After a dozen instances of this, I held the half-rotted atlas between two fingers. A few bugs scurried from between the pages, irritated at having their home disturbed for the first time in what appeared to be centuries.
Clearly, this was it. The answer to all our problems. The key to historically unknown power.
I gave Septimus a deadpan stare that must have said everything my words didn’t.
“We came all this way,” he said, letting out a puff of cigarillo smoke through his nostrils. “Have a little patience, dove.”
“Evelaena said that Vincent never returned here.”
“Evelaena doesn’t seem like the most reliable person. Not to insult a host.”
“No,” Raihn said, “but she doesn’t seem like she would just forget that the uncle she’s obsessed with showed up.”
“Unless she’s keeping it from us intentionally. He kept plenty of memorabilia from this place. Why else would he do that?”
“Nostalgia?” Mische offered, but even she didn’t sound convinced.
Vincent had no love for this place. I’d suspected that before, and now, there was little doubt of that in my mind. He wasn’t the type to wax nostalgic about the past, especially not parts of it that he felt little affection for. Lahor certainly fell into that category.
If he’d kept any connection to this place… it would have been for a reason.
I sighed.
“What am I supposed to do?” I muttered. “Just touch everything in this castle and see… what, exactly?”
Septimus shrugged.
“You’ll know.”
“What if I don’t?”
“Then we wasted a trip and will try something else.”
More time to search. More time for the Bloodborn to sink their claws into this kingdom. More time for Raihn to establish his hold on it, too.
I heaved another exasperated sigh and kept wading through objects.
Hours and hours and hours of useless shit.
Eventually, we gave up. So much of the keep was so badly damaged. Even the artifacts that seemed like they had once been quite valuable were now little more than junk. I doubted that I would just magically “know” when I would come across a possession of Vincent’s, but even still, it was obvious to me that these were worth nothing to him.
Eventually, when we’d made it through all the unoccupied, safe rooms of the keep, we allowed ourselves to rest.
My suite had only one bedroom—Raihn, to my relief, took the couch without complaint, leaving Mische to sleep beside me. She was snoring within minutes of crawling into bed, limbs sprawled out in all directions.
I curled up into a little ball and stared at the window at the glimpse of night-drenched Lahor through the opening in the curtains. Dawn was still at least an hour away. Sleep called to me, but I didn’t want to know what I’d see in its depths.
Eventually, I couldn’t just lie there anymore.
I slipped out of bed and grabbed my blades, going out to the sitting room to see— “Where are you going?”
Raihn stopped mid-movement. He was half-shrouded by gauzy curtains, leaning out the open window.
He looked me up and down, an eyebrow raised.
“Did you sleep in your armor?”
I glanced down at myself, briefly self-conscious.
“Where are you going?” I asked again, instead of answering.
“Probably the same place you were. Feeling restless, too?”
I didn’t want to admit it aloud.
I glanced back at the open bedchamber door, and Mische sleeping beyond it. Reading my face, Raihn said, “Oh, don’t worry about her. Nothing wakes her.”
Then he outstretched his hand. “Come on. Let’s go get into some trouble.”
I didn’t move. Fine, he was right, I was going to sneak out into the city. Admitting that to him was a whole different concession.
He sighed.
“I know you, Oraya. Don’t tell me you aren’t curious.”

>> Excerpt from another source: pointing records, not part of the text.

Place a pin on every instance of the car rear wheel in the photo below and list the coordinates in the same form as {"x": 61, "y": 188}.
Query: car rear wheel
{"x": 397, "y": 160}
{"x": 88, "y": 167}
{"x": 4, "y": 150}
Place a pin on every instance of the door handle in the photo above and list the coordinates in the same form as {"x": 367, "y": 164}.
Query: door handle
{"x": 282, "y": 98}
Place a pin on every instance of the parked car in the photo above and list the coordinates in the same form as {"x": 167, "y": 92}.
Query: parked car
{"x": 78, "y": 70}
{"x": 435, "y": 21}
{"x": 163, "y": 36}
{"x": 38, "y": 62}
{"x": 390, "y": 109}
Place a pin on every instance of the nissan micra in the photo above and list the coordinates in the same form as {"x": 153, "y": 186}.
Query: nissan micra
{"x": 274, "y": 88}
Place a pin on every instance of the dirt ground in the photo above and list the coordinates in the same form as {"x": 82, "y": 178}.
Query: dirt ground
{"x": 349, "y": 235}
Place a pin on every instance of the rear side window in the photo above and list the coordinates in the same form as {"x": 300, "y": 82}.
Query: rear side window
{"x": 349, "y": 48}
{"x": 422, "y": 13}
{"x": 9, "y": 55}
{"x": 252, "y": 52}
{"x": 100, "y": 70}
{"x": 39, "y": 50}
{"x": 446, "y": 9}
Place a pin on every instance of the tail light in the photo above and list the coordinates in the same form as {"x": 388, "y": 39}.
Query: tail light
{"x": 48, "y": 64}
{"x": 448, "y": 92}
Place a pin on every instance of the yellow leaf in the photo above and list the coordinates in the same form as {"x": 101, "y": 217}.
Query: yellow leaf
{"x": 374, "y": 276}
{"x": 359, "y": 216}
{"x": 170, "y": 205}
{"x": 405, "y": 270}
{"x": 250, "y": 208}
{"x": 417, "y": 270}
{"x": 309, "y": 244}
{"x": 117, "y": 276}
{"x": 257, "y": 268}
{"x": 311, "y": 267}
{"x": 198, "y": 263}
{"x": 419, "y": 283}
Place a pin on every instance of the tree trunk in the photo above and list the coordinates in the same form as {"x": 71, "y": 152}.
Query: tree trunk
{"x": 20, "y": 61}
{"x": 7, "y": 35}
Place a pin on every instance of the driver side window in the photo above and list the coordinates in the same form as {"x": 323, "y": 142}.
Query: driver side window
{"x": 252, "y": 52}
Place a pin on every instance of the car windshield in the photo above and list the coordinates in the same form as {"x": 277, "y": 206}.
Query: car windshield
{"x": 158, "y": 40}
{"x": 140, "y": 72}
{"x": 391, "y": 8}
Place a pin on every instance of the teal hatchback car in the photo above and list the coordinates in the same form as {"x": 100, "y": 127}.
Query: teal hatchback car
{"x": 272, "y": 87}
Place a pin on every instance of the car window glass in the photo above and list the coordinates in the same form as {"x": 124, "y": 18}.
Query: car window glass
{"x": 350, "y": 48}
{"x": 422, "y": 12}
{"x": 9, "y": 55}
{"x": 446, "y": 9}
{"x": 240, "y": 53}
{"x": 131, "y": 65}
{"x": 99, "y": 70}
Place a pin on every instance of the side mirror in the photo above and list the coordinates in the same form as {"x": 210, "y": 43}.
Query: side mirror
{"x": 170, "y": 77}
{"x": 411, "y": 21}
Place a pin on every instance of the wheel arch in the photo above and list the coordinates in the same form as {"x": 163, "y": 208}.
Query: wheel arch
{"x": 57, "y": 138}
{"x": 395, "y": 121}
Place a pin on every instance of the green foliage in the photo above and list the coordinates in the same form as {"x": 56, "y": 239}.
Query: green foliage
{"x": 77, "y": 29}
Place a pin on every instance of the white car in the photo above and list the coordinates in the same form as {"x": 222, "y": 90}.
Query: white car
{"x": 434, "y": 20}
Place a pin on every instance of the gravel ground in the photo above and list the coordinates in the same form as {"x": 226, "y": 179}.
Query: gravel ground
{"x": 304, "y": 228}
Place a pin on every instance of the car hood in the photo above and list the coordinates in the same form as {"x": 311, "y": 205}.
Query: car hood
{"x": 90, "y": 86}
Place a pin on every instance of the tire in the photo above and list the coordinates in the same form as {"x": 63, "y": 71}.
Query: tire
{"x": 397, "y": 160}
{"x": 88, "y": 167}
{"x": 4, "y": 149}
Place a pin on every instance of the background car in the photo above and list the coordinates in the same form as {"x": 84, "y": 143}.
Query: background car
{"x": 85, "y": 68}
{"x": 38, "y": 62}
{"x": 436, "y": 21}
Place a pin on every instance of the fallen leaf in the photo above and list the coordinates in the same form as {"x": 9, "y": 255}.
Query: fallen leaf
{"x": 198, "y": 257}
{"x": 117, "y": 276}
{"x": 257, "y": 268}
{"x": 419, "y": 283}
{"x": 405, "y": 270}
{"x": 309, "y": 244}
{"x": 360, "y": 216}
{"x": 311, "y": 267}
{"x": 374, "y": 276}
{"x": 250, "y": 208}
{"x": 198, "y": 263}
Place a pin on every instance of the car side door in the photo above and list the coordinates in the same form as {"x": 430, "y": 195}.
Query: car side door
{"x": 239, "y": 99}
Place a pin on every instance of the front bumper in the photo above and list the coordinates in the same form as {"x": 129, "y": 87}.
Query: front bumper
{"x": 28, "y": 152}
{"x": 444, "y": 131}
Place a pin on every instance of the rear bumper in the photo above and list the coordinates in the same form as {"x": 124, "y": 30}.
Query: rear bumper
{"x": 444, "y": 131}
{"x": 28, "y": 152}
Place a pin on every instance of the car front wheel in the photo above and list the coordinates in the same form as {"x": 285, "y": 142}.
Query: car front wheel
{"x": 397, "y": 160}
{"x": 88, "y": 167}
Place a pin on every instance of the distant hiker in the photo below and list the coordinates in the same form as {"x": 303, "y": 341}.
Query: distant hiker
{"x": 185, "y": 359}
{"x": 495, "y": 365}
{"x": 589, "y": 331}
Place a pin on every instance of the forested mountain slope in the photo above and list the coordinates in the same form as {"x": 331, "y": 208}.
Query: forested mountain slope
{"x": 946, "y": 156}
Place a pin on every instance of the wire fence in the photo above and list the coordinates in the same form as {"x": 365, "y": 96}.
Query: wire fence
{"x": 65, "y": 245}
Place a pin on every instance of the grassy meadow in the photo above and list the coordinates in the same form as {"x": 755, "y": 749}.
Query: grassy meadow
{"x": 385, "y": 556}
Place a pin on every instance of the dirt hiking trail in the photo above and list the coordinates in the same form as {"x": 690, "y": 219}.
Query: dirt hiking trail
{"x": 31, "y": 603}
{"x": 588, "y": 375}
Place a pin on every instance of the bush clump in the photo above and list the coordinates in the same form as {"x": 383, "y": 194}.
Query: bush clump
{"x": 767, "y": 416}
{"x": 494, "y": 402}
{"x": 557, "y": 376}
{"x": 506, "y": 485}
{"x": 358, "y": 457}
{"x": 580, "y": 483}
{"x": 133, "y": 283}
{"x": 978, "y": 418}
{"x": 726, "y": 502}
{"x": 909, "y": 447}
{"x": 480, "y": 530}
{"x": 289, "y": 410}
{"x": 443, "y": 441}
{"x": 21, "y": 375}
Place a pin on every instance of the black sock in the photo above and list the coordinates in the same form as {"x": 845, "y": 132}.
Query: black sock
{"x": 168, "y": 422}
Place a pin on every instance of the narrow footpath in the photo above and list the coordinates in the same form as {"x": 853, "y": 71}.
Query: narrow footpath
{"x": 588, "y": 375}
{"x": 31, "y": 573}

I peered over his shoulder, out the open window to the eerie, desolate skyline beyond.
He smiled. “I thought so. Come on. Let’s go.”
This was a stupid idea.
I took his hand anyway.
Lahor had seemed abandoned when we first arrived here, and the strangeness of the keep—seemingly occupied only by Evelaena and her stable of Turned children—had only made that sensation stronger. But the city, while dilapidated, was not deserted. People did indeed actually live here, congregating in the few habitable buildings throughout the city.
Or maybe “living” was too generous a term.